As
Issodhos, and most other posters who have been here any amount of time, knows, I don't put much stock in
Mises, but this article has a great deal of merit. Rather that dwelling on the minor disagreements, I'll simply note that the description of the corruption of the Republican party is, in my estimation, spot on. In particular, I'll commend this part, which follows the quote
Issodhos supplied:
the Republican-dominated Congress (1994–2006) and the administrations of George W. Bush have morphed Republican-style mercantilism into corporate socialism.
Harmful military spending, unbalanced budgets, fiscal irresponsibility, protectionist and monopoly handouts to friends is the old style Republican playbook. The new style is audacious, unprecedented, and truly awful for the economy. It begins with the Republican-controlled Federal Reserve, which, under Alan Greenspan and Ben Bernanke, has flooded the economy with money and credit and bailed out every economic crisis since 1987. Greenspan's admonitions against "irrational exuberance" apparently were not intended to restrain the Federal Reserve's irresponsible monetary policy. Who in their right mind could honestly say that the Fed had nothing to do with the housing bubble after driving the nominal interest rate to 1% and proclaiming that the mortgage market was well regulated?
But an insidious form of "market-based policy" is also a real culprit in the current mess. In 1999 a bill was passed by a Republican Congress and signed by Democratic President Bill Clinton that rescinded the Depression era's divorce of commercial banking activities from investment banking, called the Glass-Stegall Act of 1933. That opened a floodgate of "creative" financial instruments backed by notes and other commercial paper. Much of the banking regulation of the Roosevelt administration — including abandonment of the gold standard — made absolutely no sense, but markets can fail with dire short-run consequences under a fiat monetary system. With Glass-Stegall, Congress put its finger on and mitigated the tendency and temptations of banks to create massive costly externalities to society, in this case, by holding bundled mortgage-backed securities which were deemed safe by rating agencies but which ultimately failed the market test.

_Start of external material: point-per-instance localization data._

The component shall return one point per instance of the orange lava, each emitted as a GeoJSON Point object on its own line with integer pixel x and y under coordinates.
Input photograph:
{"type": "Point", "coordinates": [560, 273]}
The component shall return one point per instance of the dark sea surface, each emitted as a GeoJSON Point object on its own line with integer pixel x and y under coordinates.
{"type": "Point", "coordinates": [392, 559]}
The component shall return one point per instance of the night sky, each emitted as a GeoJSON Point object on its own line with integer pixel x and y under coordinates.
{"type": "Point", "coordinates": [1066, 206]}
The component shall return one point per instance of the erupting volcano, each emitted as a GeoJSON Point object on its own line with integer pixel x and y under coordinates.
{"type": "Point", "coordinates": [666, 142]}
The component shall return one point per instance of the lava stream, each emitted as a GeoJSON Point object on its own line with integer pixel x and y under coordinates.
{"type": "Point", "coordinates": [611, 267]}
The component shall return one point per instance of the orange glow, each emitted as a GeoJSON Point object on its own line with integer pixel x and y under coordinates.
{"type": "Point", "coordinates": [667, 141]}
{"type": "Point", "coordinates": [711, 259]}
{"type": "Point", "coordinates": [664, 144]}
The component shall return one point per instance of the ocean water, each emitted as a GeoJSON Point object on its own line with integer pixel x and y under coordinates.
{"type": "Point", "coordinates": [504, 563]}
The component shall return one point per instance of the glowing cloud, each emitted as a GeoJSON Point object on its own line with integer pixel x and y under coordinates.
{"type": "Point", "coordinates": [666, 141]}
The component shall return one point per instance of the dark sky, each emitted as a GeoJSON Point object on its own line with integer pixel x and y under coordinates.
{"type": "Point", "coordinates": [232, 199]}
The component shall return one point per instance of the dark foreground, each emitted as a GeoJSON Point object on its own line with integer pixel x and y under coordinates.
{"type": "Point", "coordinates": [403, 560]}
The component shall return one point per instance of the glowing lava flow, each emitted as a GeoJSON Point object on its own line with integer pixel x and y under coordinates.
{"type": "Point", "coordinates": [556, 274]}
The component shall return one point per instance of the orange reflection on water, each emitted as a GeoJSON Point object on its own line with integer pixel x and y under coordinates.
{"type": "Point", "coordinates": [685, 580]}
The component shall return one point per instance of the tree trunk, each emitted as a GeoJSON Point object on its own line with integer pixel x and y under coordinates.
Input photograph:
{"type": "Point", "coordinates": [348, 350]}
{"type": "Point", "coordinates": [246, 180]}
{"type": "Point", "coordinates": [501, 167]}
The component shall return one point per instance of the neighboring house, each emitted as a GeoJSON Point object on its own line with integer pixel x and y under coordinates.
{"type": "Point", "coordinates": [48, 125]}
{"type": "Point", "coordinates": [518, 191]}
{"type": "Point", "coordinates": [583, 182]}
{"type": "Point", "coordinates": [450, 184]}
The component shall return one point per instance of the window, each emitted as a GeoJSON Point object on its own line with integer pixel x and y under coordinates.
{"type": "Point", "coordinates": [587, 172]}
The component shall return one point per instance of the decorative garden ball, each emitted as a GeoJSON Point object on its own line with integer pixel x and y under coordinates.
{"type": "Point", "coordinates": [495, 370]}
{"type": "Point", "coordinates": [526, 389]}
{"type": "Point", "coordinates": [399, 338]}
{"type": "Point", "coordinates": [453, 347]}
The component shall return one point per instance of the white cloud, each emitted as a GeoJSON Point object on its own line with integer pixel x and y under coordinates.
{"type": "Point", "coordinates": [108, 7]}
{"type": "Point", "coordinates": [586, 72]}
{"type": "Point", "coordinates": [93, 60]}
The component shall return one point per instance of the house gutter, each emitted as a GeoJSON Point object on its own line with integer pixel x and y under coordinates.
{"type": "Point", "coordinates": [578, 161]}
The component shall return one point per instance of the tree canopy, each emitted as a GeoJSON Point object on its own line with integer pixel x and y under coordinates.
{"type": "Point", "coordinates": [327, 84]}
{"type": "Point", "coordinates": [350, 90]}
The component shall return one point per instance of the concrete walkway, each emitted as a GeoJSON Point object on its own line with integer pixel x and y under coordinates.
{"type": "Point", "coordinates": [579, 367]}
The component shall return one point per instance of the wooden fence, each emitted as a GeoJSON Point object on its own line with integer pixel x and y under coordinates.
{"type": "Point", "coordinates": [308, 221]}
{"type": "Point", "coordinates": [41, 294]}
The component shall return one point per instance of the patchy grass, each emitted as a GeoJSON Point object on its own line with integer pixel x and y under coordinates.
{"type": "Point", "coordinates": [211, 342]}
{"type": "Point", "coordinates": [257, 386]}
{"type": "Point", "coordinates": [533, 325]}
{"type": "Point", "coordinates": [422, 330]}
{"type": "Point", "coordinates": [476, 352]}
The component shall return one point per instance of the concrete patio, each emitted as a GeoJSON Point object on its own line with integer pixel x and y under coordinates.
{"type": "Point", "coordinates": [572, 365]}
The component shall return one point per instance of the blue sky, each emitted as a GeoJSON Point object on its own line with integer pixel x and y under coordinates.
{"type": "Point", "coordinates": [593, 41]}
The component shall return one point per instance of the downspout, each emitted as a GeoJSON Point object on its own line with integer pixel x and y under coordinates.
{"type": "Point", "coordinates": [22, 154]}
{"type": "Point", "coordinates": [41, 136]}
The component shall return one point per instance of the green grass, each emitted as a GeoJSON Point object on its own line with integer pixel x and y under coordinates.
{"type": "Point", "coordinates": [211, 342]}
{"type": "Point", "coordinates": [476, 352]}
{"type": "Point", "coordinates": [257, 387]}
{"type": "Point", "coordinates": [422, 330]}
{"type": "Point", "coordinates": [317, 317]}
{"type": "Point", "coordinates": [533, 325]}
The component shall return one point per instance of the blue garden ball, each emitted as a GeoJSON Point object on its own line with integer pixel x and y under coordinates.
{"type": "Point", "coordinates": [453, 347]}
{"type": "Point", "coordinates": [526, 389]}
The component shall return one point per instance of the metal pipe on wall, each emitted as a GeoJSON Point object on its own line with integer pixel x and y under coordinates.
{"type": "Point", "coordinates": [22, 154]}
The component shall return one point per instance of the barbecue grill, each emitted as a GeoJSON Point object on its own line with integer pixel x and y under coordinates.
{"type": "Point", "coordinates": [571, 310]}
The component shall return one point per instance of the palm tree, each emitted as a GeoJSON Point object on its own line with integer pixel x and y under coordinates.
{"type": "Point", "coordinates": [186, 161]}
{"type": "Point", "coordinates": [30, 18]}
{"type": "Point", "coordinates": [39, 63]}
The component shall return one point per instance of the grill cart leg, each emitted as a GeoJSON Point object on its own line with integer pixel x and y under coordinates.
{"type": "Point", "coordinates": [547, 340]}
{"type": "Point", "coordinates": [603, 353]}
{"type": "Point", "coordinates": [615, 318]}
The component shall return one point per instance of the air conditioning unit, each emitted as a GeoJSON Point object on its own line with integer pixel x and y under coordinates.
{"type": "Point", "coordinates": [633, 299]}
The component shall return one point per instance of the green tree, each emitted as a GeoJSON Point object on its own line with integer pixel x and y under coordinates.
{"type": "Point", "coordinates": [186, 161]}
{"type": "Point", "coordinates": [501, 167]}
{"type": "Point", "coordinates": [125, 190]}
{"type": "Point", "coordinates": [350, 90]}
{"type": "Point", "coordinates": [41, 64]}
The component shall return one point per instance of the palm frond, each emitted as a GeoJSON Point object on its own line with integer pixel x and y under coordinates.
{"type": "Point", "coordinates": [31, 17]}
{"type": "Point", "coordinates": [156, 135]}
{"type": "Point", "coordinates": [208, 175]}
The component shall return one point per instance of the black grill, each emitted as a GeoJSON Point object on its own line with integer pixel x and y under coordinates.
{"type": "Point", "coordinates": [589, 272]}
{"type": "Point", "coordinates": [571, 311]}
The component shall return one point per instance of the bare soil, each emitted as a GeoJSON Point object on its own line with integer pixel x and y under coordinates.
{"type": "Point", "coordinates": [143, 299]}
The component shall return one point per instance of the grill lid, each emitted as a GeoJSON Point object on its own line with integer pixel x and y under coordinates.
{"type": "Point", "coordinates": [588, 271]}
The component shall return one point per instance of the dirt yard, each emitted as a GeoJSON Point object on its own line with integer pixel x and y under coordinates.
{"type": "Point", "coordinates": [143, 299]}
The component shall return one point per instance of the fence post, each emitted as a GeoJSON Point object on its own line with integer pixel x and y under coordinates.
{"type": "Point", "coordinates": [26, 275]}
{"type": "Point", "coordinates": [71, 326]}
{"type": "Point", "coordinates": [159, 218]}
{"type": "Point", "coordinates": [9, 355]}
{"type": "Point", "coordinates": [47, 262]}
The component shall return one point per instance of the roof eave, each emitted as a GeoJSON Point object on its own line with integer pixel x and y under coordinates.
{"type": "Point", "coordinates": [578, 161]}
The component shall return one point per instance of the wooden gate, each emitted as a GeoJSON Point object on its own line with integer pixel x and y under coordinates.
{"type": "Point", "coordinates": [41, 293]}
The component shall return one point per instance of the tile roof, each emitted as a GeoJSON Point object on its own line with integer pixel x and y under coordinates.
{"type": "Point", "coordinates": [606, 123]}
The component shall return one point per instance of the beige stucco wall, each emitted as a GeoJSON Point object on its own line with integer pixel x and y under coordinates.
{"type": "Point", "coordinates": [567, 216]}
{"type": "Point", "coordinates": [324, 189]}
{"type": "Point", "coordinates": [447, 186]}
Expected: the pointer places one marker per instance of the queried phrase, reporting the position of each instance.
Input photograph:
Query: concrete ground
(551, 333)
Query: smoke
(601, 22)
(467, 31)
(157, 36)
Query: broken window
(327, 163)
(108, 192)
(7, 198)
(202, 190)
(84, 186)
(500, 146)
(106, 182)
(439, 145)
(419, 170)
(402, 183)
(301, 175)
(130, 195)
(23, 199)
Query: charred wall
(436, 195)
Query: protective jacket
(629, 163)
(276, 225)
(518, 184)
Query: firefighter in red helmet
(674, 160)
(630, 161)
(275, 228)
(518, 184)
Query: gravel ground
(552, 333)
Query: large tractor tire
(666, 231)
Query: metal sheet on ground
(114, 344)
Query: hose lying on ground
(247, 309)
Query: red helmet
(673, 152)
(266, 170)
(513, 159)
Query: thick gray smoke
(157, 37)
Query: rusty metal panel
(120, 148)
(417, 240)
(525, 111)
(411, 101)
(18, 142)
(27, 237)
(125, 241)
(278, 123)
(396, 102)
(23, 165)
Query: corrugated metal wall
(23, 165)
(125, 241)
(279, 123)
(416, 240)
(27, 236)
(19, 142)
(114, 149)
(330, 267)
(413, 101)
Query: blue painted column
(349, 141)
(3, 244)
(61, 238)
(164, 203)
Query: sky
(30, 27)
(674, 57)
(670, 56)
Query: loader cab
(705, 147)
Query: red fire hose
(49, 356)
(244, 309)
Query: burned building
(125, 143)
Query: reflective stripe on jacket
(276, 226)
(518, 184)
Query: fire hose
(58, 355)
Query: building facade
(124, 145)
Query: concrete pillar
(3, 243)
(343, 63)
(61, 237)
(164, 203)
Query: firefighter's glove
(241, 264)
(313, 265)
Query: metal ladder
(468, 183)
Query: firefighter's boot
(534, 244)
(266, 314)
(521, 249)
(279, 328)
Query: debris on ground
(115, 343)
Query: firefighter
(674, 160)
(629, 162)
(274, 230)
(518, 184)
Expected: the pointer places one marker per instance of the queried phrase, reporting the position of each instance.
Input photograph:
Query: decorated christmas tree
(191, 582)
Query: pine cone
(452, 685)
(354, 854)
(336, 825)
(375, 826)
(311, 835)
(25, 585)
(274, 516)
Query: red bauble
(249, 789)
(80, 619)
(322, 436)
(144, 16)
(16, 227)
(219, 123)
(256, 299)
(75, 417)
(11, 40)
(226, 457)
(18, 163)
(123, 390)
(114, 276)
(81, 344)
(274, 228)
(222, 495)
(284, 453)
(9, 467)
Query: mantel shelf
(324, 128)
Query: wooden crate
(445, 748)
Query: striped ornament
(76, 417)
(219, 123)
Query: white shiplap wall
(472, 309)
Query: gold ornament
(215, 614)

While the authors wish for real free-market operations, they note that
in the world as it is, this "deregulation" amounts to corporate welfare for financial institutions and a moral hazard that will make taxpayers pay dearly.
They then list many of the excesses of the Republican approach, including" subsidies to the pharmaceutical, sugar, and steel industries" before noting that
this particular gift to financial institutions is what allowed the credit bubble to expand to such absurd proportions, because it allowed banks of all types to engage in increasingly risky transactions and to greatly expand the leverage of their balance sheets. As the crisis unfolds, credit continues to contract, the risk of bank failures increases, and the possibility of far more serious economic consequences become more apparent. The S&L crisis cost the taxpayers a few hundred billion, but this crisis has the potential of saddling the taxpayer with several trillion in bailouts.
They are most assuredly correct that it was overleaveraging (Bear Stearns was leveraged at over 32:1 - when 10:1 is considered "risky - some institutions have exceeded Bear Stearns in their illiquidity) that created the crisis, and that the Republican prescription, "to bail out lenders — wealthy financial-industry professionals for the most part — who made unwise market decisions with subsidies and election-year subventions" has only made it worse and will continue to make it worse. It is, indeed, a prescription for Depression.